- Born: 1962 (age 63–64) Quebec, Canada
- Education: University of Montreal McGill University Carleton University
- Known for: Systematics and taxonomy of Pyraloidea, especially Crambinae
- Scientific career
- Fields: Entomology, lepidopterology
- Workplaces: Muséum d'histoire naturelle de Genève

= Bernard Landry (entomologist) =

Bernard Landry (born 1962) is a Canadian entomologist and lepidopterist specializing in Pyraloidea, particularly the Crambinae. He graduated from the University of Montreal, completed his master's degree at McGill University in 1987, working on the pterophorids of the subfamily Platyptiliinae, and received his PhD from Carleton University in 1992.

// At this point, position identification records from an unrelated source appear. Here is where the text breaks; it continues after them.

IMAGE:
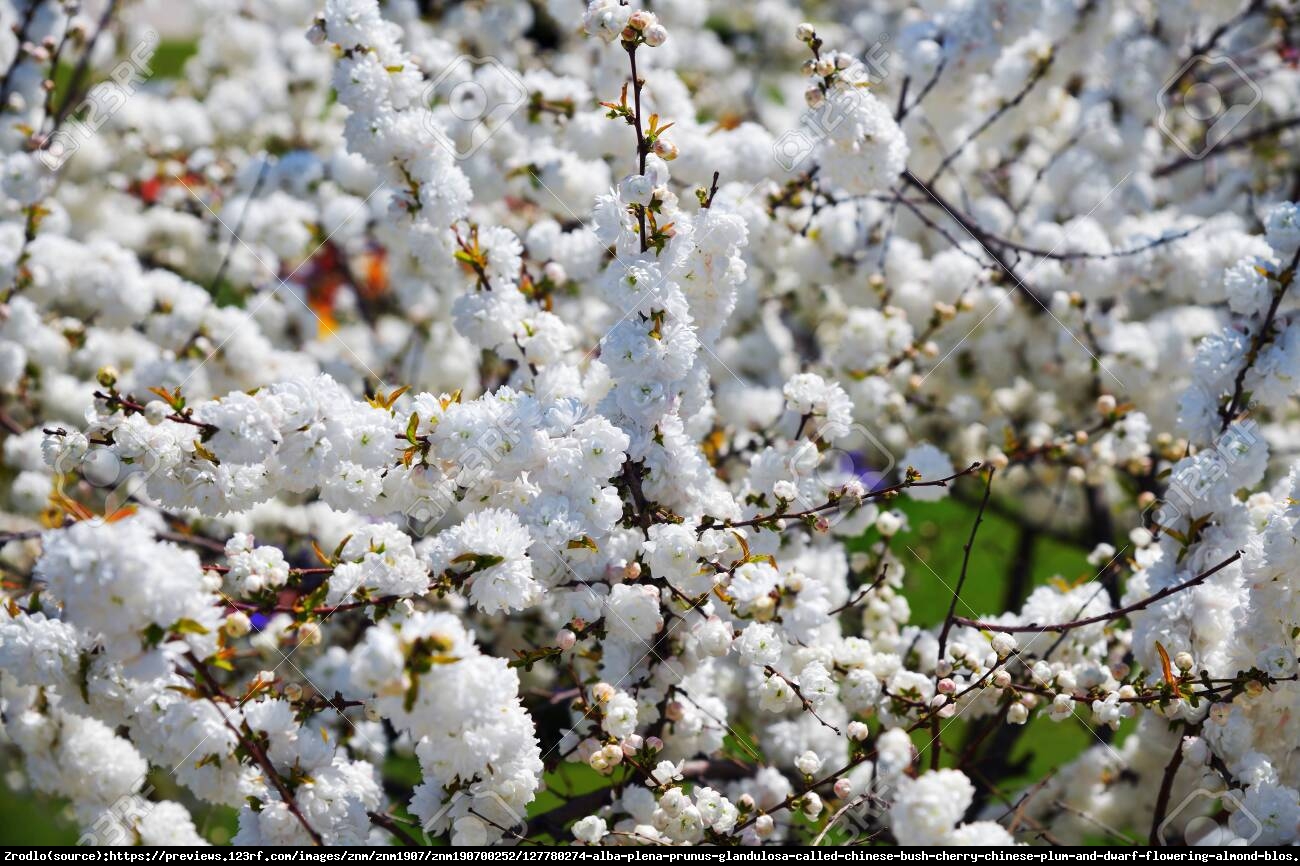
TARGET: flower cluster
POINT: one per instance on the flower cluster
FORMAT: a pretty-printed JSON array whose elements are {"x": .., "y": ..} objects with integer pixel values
[{"x": 412, "y": 416}]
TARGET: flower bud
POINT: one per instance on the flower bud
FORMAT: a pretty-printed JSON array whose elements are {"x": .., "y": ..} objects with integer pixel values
[
  {"x": 555, "y": 273},
  {"x": 237, "y": 624}
]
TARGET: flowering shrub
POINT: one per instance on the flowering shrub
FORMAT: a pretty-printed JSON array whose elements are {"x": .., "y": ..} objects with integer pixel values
[{"x": 411, "y": 414}]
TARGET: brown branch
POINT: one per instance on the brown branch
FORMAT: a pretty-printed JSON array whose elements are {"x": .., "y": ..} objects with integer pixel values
[
  {"x": 1104, "y": 618},
  {"x": 250, "y": 743}
]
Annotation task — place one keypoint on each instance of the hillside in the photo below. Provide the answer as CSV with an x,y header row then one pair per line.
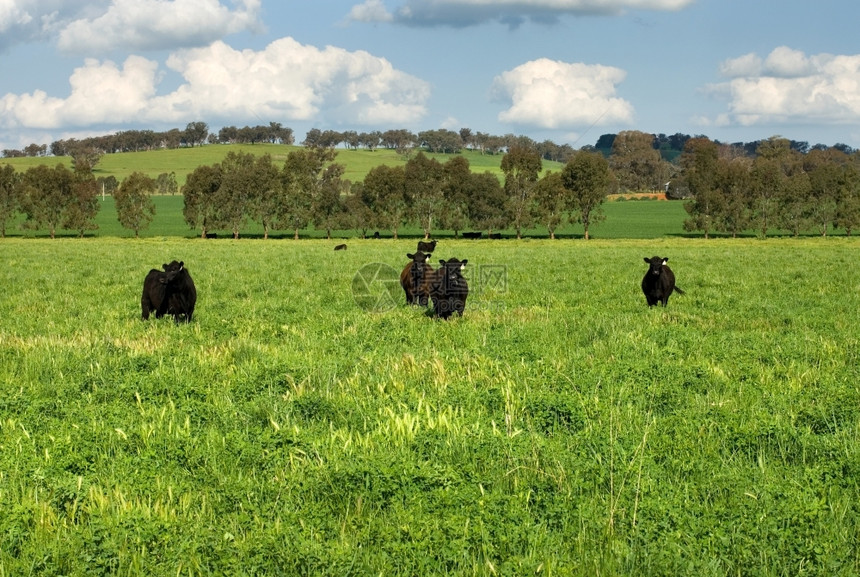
x,y
182,161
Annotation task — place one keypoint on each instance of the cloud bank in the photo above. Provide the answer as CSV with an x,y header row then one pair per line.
x,y
558,95
92,27
463,13
790,86
285,81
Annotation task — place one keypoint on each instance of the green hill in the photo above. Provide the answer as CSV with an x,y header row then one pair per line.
x,y
182,161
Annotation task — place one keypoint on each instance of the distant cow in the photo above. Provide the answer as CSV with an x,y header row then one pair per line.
x,y
659,281
427,247
448,288
170,291
414,279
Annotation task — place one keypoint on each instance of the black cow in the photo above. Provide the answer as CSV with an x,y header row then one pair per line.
x,y
427,247
414,278
659,281
448,288
170,291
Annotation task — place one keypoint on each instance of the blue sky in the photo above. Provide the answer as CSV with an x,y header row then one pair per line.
x,y
562,70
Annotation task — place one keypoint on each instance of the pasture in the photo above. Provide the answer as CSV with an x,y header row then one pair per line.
x,y
183,161
560,427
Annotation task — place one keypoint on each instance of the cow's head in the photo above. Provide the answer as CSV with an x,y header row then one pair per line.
x,y
418,258
655,264
454,272
171,271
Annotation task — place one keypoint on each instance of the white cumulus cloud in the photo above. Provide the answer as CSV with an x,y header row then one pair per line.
x,y
285,81
370,11
156,24
559,95
788,86
93,26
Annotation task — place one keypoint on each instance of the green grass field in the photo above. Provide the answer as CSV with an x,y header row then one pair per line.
x,y
640,219
182,161
559,428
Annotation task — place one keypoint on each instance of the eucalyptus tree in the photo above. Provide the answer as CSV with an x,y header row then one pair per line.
x,y
9,200
196,133
200,200
166,183
83,204
636,164
238,190
848,201
266,192
45,195
587,177
733,182
357,213
424,179
828,178
385,192
552,201
306,180
456,189
700,165
770,171
486,206
133,201
327,206
521,167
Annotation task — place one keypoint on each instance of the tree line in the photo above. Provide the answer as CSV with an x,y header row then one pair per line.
x,y
780,188
309,191
727,191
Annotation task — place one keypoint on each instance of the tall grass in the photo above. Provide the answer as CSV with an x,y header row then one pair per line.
x,y
560,427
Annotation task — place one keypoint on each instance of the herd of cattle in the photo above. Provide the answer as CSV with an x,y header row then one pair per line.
x,y
171,291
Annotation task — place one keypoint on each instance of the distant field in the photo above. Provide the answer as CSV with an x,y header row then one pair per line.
x,y
559,428
631,219
182,161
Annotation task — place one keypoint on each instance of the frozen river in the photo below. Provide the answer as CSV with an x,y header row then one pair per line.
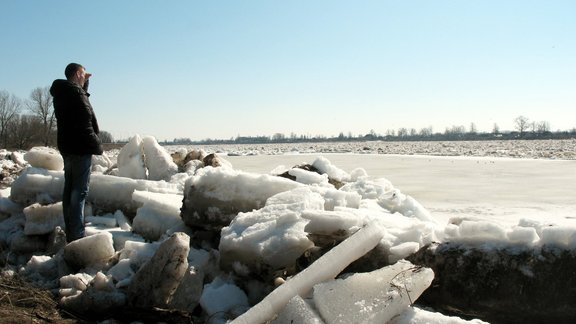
x,y
502,189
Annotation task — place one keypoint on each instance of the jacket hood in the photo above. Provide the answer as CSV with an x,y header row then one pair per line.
x,y
61,86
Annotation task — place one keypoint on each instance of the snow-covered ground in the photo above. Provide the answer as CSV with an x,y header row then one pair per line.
x,y
497,188
401,201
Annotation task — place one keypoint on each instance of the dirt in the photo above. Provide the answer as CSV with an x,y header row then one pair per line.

From 2001 to 2025, he was a research scientist at the Muséum d'histoire naturelle de Genève, where he is now an honorary curator. His research has included the evolution and taxonomy of Crambinae in the Americas and inventories and descriptions of Lepidoptera from the Galápagos Islands. He has served or serves on the editorial boards of Nota Lepidopterologica, ZooKeys, Alpine Entomology, and the Revue suisse de zoologie.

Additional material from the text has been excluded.